The third row is where the Mazda best uses its extra length. The Kodiaq is the definition of a so-called ‘5+2 seater’, with space back there most suitable for kids, or at the least just occasional use. This is unless you slide the middle-row well forward to liberate legroom, but inconveniencing whoever’s in this second row.

The Mazda offers less third-row space than a Pathfinder, however it beats out the Skoda, and also has better seat design and headrests. You can also have the middle row slid back and still fit at least two grumbly teenagers back there. There’s also a single child-seat attachment on the left-hand side.

There’s less in it for cargo space. With all three rows in use each offers enough for a few bags or two travelling cases (230 litres for the Mazda and 270L for the brilliantly packaged Skoda).

Pictured: Skoda (above) and Mazda (below) storage behind the second-row seats 

The Skoda also offers an automatic tailgate that raises very high, to spare your arms a chore, clever levers in the rear cargo area to de-couple and scrunch the middle seat row, an under-floor storage area for the removable sliding cargo blind and even a LED torch stashed in the side of the storage area.
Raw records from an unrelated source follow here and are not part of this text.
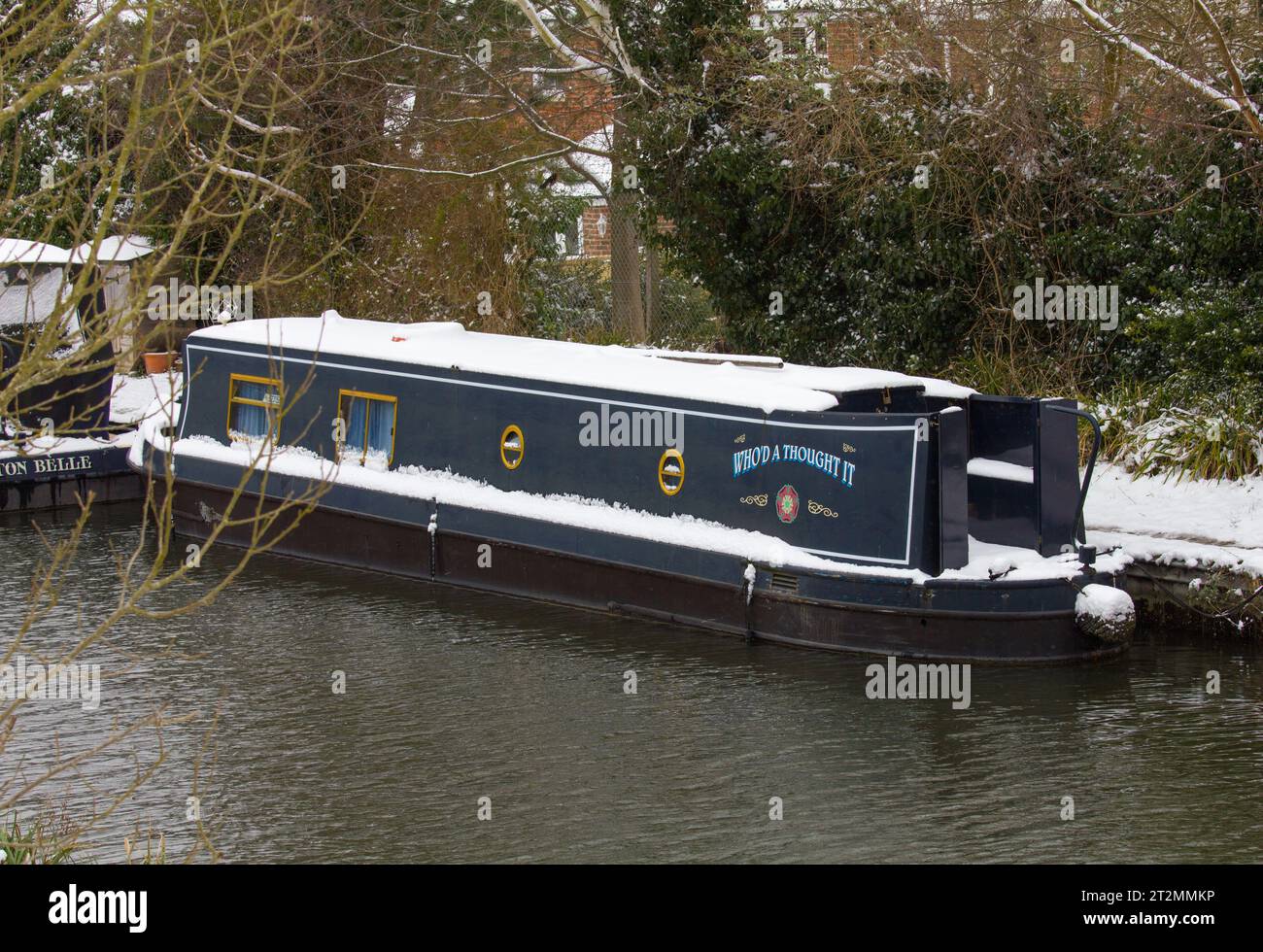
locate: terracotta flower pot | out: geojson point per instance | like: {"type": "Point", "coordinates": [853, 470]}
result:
{"type": "Point", "coordinates": [158, 361]}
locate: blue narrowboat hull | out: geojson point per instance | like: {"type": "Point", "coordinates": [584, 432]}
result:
{"type": "Point", "coordinates": [975, 620]}
{"type": "Point", "coordinates": [55, 480]}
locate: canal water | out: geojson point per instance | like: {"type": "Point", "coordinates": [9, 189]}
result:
{"type": "Point", "coordinates": [453, 696]}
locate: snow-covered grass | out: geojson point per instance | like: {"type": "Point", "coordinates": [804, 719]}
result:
{"type": "Point", "coordinates": [1215, 526]}
{"type": "Point", "coordinates": [1212, 512]}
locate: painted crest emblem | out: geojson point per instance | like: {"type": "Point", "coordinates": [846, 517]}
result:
{"type": "Point", "coordinates": [787, 504]}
Genius.

Both cars have storage tubs, bag hooks, and a 12V socket which is good, and can be accessorised with various washable cargo area protectors. What’s bad is that neither gets a full-size spare wheel, each making do with temporary units (the Mazda’s is bigger, and therefore better).

Pictured: Skoda (above) and Mazda (below) 
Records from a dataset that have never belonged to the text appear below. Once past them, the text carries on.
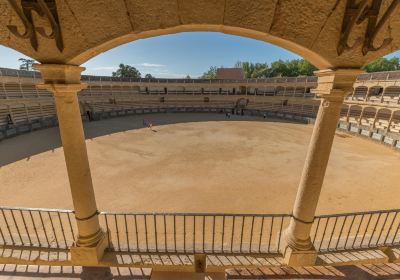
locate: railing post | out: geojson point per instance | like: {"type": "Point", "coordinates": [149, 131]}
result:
{"type": "Point", "coordinates": [333, 86]}
{"type": "Point", "coordinates": [64, 82]}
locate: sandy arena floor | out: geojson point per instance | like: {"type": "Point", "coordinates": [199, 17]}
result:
{"type": "Point", "coordinates": [198, 163]}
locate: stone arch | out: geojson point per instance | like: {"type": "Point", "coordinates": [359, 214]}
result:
{"type": "Point", "coordinates": [368, 116]}
{"type": "Point", "coordinates": [375, 93]}
{"type": "Point", "coordinates": [316, 59]}
{"type": "Point", "coordinates": [395, 124]}
{"type": "Point", "coordinates": [360, 93]}
{"type": "Point", "coordinates": [355, 113]}
{"type": "Point", "coordinates": [344, 111]}
{"type": "Point", "coordinates": [382, 118]}
{"type": "Point", "coordinates": [391, 94]}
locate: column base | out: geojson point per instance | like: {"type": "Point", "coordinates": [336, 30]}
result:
{"type": "Point", "coordinates": [89, 256]}
{"type": "Point", "coordinates": [293, 257]}
{"type": "Point", "coordinates": [200, 261]}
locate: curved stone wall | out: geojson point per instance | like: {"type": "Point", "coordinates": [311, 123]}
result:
{"type": "Point", "coordinates": [373, 110]}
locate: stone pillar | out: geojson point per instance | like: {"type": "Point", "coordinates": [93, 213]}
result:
{"type": "Point", "coordinates": [64, 82]}
{"type": "Point", "coordinates": [390, 121]}
{"type": "Point", "coordinates": [333, 86]}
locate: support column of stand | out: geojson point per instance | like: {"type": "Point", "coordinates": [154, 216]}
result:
{"type": "Point", "coordinates": [64, 82]}
{"type": "Point", "coordinates": [333, 87]}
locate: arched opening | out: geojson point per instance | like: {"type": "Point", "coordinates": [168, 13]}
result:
{"type": "Point", "coordinates": [395, 124]}
{"type": "Point", "coordinates": [375, 94]}
{"type": "Point", "coordinates": [383, 118]}
{"type": "Point", "coordinates": [360, 93]}
{"type": "Point", "coordinates": [368, 117]}
{"type": "Point", "coordinates": [343, 112]}
{"type": "Point", "coordinates": [391, 94]}
{"type": "Point", "coordinates": [355, 114]}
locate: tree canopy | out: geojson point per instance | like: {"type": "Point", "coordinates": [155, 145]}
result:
{"type": "Point", "coordinates": [127, 71]}
{"type": "Point", "coordinates": [210, 74]}
{"type": "Point", "coordinates": [383, 64]}
{"type": "Point", "coordinates": [279, 68]}
{"type": "Point", "coordinates": [26, 64]}
{"type": "Point", "coordinates": [297, 67]}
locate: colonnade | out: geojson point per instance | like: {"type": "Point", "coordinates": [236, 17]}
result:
{"type": "Point", "coordinates": [64, 81]}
It’s the Mazda that offers more storage behind the second row seats – aka the most commonly used layout – despite the fact both cars have third row seats that fold flat. Here the CX-9 just capitalises on its size, because the Skoda’s boot is a more useable, square shape.

As you can see in our gallery, both cars become practical carry vans with five seats folded flat, though the Mazda’s length and width is superior.

It also wins the battle for cabin supremacy overall, much as we love the Skoda’s cleverness and packaging.


Drivetrains

Large SUVs are perhaps most commonly associated with six-cylinder petrol engines, or smaller but punchier diesels. However, this pair both use ‘downsized’ turbocharged four-cylinder petrol-fired engines to cut fuel use. Note: a 140TDI diesel Kodiaq will go on sale later in the year.

The Kodiaq has the same 132TSI 2.0-litre engine as the Volkswagen Passat, making 132kW of power from 3900rpm and 320Nm of torque between 1400 and 4000rpm. By comparison the CX-9 has Mazda’s only turbo-petrol engine, a 2.5-litre force-fed unit making a noticeably stronger 170kW at 5000rpm and 420Nm at 2000rpm.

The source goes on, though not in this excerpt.